長崎地方裁判所 平成4年(わ)21号 判決 1992年6月17日
主文
被告人を懲役八年に処する。
未決勾留日数中六〇日を右刑に算入する。
押収してある別紙没収目録記載のけん銃一二丁、実包四七四発、空薬きよう六個、弾丸等二個、弾丸片等一三個を没収する。
理由
(罪となるべき事実)
被告人は、政治結社正気塾(以下「正気塾」という。
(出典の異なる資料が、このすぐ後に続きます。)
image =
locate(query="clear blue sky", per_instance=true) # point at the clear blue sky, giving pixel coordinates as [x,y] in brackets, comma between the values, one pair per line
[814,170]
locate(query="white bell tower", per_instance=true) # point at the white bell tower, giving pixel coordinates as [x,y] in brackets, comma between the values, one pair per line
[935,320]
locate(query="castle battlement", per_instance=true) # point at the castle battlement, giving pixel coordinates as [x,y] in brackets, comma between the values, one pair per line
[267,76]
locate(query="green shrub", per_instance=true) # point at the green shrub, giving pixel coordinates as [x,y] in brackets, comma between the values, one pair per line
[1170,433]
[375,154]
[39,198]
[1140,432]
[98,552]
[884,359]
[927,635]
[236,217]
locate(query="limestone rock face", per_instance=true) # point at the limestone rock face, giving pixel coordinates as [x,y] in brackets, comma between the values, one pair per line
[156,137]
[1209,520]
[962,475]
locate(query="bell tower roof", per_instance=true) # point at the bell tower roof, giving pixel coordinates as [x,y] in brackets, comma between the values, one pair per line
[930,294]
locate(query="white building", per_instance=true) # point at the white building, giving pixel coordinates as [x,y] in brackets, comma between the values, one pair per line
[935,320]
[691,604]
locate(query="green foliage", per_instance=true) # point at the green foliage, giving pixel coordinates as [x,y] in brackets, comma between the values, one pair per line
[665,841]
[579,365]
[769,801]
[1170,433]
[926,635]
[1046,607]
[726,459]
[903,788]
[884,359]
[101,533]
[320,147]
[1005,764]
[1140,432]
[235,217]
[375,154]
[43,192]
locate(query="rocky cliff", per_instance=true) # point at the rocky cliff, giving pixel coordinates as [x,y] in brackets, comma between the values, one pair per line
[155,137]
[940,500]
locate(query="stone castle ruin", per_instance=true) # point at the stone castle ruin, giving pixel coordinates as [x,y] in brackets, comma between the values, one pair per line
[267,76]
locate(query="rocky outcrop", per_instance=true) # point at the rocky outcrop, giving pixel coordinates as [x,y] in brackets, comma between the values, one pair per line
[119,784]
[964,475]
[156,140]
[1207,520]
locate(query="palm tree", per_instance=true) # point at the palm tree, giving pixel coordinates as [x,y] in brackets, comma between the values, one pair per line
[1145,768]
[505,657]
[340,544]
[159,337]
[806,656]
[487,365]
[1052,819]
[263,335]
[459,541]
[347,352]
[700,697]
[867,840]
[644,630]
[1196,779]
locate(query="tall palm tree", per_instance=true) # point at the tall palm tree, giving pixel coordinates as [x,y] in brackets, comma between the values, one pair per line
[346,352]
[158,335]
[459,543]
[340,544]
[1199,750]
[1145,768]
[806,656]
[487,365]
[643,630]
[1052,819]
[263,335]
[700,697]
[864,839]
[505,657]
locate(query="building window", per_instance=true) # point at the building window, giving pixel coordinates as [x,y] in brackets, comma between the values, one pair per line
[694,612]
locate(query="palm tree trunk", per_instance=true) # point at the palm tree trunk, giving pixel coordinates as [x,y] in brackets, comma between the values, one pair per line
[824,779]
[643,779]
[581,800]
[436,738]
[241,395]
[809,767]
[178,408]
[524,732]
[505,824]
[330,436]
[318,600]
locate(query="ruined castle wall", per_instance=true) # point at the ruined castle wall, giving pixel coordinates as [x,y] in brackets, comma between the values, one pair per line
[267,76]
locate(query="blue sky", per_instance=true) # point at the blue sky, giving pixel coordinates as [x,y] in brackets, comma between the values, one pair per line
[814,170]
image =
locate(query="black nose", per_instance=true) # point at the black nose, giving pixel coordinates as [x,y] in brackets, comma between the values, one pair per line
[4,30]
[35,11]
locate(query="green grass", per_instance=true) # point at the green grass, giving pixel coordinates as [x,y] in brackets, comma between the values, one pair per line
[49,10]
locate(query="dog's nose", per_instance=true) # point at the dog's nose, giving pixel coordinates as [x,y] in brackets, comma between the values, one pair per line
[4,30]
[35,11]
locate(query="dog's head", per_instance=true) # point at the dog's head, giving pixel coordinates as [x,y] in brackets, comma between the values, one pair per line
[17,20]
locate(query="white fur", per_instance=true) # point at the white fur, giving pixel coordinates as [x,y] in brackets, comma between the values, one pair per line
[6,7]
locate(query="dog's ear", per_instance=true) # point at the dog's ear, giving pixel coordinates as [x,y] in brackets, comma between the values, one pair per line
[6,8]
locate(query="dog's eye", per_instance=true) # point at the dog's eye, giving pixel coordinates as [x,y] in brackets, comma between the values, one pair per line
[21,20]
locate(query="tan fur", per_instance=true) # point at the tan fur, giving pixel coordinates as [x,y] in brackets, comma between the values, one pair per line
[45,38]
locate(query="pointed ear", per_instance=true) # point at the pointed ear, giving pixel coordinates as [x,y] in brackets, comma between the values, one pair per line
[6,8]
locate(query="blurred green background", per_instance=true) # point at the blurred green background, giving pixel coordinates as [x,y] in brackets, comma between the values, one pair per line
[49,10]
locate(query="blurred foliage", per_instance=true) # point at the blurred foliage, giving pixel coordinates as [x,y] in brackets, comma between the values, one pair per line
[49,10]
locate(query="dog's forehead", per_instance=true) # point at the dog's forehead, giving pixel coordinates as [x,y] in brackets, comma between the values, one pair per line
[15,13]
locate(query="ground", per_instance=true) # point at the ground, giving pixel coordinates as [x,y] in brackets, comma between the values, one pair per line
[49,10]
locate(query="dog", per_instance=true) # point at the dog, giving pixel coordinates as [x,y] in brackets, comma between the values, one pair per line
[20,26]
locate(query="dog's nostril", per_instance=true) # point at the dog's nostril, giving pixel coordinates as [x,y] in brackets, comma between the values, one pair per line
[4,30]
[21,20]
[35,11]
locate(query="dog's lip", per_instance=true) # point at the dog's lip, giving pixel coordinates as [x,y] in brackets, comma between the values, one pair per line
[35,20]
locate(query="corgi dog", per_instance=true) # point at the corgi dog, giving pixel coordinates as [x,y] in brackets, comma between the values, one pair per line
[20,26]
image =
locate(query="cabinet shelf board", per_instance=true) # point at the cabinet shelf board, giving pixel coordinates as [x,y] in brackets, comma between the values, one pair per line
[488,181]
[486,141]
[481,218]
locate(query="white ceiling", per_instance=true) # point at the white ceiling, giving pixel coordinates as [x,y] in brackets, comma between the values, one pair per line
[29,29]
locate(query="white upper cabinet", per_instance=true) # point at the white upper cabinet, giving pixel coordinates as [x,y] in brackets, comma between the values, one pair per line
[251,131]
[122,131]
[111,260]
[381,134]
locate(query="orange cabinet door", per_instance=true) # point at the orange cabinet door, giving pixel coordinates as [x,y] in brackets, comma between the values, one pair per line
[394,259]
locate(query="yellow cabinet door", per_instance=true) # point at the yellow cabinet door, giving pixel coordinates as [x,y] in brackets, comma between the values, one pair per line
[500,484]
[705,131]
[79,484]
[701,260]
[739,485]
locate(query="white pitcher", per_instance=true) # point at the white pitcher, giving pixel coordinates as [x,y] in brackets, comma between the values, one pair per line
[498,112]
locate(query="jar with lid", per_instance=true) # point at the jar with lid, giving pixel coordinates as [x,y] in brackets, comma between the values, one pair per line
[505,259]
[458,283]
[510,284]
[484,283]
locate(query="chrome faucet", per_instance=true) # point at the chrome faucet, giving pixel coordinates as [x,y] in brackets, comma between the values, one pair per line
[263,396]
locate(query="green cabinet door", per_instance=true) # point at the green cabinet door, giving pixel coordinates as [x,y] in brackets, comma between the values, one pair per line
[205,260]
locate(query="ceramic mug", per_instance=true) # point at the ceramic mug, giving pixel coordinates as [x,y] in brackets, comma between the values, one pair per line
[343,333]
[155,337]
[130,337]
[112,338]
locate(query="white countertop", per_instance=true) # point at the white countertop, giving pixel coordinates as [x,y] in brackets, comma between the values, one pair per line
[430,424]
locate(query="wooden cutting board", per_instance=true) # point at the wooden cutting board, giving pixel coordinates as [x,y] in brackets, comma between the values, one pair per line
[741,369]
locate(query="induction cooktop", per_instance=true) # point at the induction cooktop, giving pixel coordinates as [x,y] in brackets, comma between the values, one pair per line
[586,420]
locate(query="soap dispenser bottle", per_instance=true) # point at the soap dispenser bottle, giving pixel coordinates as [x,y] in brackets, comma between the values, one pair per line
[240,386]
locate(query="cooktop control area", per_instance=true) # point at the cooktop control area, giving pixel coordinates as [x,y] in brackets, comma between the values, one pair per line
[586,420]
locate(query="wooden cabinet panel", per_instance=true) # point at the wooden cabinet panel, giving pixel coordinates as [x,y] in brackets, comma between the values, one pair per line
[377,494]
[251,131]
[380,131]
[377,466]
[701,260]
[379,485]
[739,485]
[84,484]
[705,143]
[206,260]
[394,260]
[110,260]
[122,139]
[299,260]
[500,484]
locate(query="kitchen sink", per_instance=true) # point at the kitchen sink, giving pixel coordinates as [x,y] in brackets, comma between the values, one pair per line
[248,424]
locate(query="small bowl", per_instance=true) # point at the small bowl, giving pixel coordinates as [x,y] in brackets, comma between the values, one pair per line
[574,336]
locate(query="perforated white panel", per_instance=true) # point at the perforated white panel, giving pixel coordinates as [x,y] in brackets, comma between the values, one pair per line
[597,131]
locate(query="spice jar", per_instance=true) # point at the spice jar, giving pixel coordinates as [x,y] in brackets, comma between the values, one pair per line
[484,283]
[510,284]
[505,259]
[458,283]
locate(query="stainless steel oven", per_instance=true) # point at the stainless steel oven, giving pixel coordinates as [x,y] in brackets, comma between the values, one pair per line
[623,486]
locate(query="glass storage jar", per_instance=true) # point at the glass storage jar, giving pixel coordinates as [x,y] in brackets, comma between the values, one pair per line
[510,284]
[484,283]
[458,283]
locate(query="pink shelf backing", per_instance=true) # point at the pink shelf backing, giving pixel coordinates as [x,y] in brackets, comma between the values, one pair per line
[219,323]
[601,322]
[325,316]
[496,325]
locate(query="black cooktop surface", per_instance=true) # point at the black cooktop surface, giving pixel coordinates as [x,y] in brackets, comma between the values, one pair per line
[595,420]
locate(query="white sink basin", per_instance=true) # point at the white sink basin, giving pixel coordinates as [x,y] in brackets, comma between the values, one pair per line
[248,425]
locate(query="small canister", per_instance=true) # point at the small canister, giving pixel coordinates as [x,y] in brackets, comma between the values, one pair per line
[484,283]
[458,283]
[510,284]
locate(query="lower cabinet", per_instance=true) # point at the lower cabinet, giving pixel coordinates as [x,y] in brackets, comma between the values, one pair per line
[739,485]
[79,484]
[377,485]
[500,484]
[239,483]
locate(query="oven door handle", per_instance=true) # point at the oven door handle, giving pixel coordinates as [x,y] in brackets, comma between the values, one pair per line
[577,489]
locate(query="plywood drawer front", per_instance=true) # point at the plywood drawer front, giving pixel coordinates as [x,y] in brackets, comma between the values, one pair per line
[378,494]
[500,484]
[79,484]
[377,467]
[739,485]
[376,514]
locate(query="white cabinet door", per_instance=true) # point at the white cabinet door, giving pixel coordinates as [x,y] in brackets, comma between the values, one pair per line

)の代表者塾頭であるが、
第一 平成二年五月二五日、韓国人であるAが、正気塾塾長Bら同塾関係者らとともに、長崎拘置支所に未決囚として勾留中の同塾幹部Cとの面会を申し込んだ際、同支所係員から通訳人がいないことを理由に右Aの面会を断られたことに憤慨し、長崎拘置支所にけん銃を撃ち込んでこれに報復しようと企て、同塾の国際局長DことE及び同塾塾生F(以下「F」という。)と共謀の上、同年八月一六日午前一時過ぎころ、長崎市白鳥町八番二号長崎拘置支所正門前において、右Fが同支所管理棟一階事務室に向け、所携の自動装てん式けん銃(平成四年押第七号の10)で銃弾一発(その弾丸--同号の43、その撃ち空薬きよう--同号の44)を発射し、同室窓ガラス一枚を撃ち破つた上、同室コンクリート柱を縦約五センチメートル、横約七センチメートル、深さ約一センチメートルにわたつて凹損させ(損害額一万円相当)、もつて、建造物を損壊し(平成四年二月二〇日付け起訴状第一)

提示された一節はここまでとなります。